Wireguard VPN

Brandon Rozek

November 20, 2019

Having some sort of VPN solution has always been a necessity for me. Whether it’s back in the day where LAN games where the rage and I wanted to play it with my distant friends, or nowadays when I need to be able to access my Desktop running simulations behind my home LAN.

This blog post is going to describe how I settled on Wireguard VPN as my preferred solution and how I use it to create a small secured network.

Keep note that I am not talking about a VPN that masks your internet traffic. For that, look up a VPN provider such as Private Internet Access or ProtonVPN.

About Wireguard

Wireguard is a point-to-point protocol. This means that you will be exchanging public and private keys between two clients and only those two clients will communicate with one another.

In a way this makes it a lot simpler than other VPN solutions like OpenVPN where you have to set up a key server. That doesn’t mean, however, that we cannot build upon this concept to create a secure network.

Now in order to create this network, we’ll need at least one publicly accessible through the Internet computer. I use a VPS instance on DigitalOcean to act as my server.

Key Generation

First you’ll want to get Wireguard installed, and then create public-private keys for both the server and the client computers.

On each machine:

cd /etc/wireguard
sudo umask 077
sudo wg genkey | tee privatekey | wg pubkey > publickey

On the server:

Edit /etc/wireguard/wg0.conf

[Interface]
Address = 10.10.100.1/24
SaveConfig = false
ListenPort = 51826
PrivateKey = <server_private_key>

[Peer]
PublicKey = <client1_public_key>
AllowedIPs = 10.10.100.2/32

[Peer]
PublicKey = <client2_public_key>
AllowedIPs = 10.10.100.3/32

You might be wondering why we have /24 in the Address field but /32 in the AllowedIPs field.

This is because we want our address to be in the /24 subnet, but we only want that specific IP to be able to connect via that specific public key.

Firewall Rules First you want to make sure that the port you specified is open on your firewall

sudo ufw allow 51826

Next you’ll want to allow routing and any traffic to happen within that VPN interface.

sudo ufw route allow in on wg0 out on wg0

Now to have your server route traffic between the different clients connected to it, you need to enable IPv4 forwarding.

For current session:

sysctl -w net.ipv4.ip_forward=1

For persistence across reboots:

Edit /etc/sysctl.d/99-sysctl.conf to make sure net.ipv4.ip_forward=1

On the client machines:

Edit /etc/wireguard/wg0.conf

[Interface]
Address = 10.10.100.x/32
PrivateKey = <client_private_key>
PostUp = ping -c1 10.10.100.1
DNS = 10.10.100.y # Include only if relevant

[Peer]
PublicKey = <server_public_key>
Endpoint = public_ip_or_domain:51826
AllowedIPs = 10.10.100.0/24
PersistentKeepalive = 21

Replace x with a unique value per client. This configuration file has the client establish a connection to the server, send a packet via ping to initiate the connection and then try to persistently keep it alive.
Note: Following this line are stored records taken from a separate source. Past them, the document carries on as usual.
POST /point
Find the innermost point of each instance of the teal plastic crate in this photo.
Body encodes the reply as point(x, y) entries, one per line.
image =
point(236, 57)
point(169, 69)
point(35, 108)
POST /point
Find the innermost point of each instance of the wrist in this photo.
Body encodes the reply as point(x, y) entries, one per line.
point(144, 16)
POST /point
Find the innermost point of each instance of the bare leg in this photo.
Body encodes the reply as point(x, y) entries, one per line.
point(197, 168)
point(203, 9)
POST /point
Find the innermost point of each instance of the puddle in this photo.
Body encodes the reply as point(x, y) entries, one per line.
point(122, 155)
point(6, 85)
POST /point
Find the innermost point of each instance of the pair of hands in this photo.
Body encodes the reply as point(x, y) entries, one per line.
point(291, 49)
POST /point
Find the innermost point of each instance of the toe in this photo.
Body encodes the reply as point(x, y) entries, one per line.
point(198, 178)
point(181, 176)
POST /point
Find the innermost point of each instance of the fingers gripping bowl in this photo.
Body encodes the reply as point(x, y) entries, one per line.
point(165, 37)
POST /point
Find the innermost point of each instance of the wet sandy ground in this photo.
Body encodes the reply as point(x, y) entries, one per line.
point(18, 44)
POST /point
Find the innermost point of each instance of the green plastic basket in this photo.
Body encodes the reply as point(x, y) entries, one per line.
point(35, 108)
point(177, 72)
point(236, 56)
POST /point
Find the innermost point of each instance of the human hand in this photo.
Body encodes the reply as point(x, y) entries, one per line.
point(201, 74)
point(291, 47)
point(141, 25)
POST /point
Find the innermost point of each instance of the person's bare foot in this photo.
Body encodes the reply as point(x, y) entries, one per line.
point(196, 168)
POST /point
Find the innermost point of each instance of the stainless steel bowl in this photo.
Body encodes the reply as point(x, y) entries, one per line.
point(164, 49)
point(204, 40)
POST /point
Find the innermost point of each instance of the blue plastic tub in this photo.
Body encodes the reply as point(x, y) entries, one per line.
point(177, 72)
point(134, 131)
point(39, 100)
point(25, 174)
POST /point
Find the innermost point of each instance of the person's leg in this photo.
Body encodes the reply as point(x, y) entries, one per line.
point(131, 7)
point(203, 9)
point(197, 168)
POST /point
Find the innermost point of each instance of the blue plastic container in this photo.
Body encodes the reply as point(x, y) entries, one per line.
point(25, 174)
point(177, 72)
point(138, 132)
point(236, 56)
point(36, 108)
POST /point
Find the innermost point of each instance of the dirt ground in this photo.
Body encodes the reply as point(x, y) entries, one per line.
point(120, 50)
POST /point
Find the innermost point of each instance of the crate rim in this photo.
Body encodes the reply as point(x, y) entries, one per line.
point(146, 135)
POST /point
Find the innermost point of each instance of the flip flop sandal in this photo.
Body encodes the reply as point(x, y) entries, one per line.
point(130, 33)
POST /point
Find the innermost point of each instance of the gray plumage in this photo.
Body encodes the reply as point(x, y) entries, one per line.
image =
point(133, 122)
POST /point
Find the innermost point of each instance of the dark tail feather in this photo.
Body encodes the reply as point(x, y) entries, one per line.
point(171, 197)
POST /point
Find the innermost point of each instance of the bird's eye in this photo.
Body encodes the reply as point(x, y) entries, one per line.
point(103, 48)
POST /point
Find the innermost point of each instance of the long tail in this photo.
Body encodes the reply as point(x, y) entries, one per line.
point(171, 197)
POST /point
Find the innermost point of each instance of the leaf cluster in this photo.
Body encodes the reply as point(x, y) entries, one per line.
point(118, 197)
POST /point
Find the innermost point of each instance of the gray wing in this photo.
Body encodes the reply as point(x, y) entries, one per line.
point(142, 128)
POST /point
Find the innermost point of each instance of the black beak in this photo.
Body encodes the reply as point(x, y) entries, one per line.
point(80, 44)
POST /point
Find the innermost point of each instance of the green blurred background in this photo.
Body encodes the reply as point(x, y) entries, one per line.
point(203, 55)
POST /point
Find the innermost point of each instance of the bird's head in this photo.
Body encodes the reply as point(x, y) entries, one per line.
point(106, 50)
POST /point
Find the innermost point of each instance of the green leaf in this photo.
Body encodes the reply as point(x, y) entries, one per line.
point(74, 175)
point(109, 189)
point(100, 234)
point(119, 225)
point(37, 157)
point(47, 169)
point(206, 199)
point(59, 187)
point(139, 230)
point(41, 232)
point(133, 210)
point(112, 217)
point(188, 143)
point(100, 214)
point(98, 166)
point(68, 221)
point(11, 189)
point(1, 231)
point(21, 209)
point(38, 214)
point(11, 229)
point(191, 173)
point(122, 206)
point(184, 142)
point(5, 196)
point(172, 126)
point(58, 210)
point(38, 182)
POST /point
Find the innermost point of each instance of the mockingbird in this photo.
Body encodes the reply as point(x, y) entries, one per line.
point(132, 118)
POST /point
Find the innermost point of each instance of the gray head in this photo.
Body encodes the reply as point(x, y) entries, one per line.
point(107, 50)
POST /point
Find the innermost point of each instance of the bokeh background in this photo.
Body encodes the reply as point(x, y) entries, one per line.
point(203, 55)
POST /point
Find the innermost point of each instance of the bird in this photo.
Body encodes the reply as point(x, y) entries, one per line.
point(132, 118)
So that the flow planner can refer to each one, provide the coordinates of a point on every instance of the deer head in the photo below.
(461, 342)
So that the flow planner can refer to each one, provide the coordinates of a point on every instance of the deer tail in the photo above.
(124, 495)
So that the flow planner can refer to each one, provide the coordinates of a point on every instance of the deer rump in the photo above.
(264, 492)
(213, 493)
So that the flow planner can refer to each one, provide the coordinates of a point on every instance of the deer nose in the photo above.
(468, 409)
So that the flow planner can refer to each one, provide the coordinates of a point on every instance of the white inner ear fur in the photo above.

The DNS server is helpful if you have a DNS server running in that private network to access local resources. If you don’t have an existing DNS server in the network, do not include that line. Also if you receive any errors in the future, you might need to make sure resolvconf is a command on your system.

If you want you can also allow traffic within your trusted VPN network.

sudo ufw allow in on wg0 out on wg0

On all machines:

Have the wireguard service start at boot

sudo systemctl enable wg-quick@wg0
sudo systemctl start wg-quick@wg0

Alternatively you can add the profile to NetworkManager for it to manage.

sudo nmcli connection import type wireguard file /etc/wireguard/wg0.conf

And enjoy a fully secure routable network!

Potential Errors

Wireguard depends on resolvconf. I noticed that on Kubuntu 19.10, that is not installed by default. If you see a error message involving resolvconf chances are you need to install that package.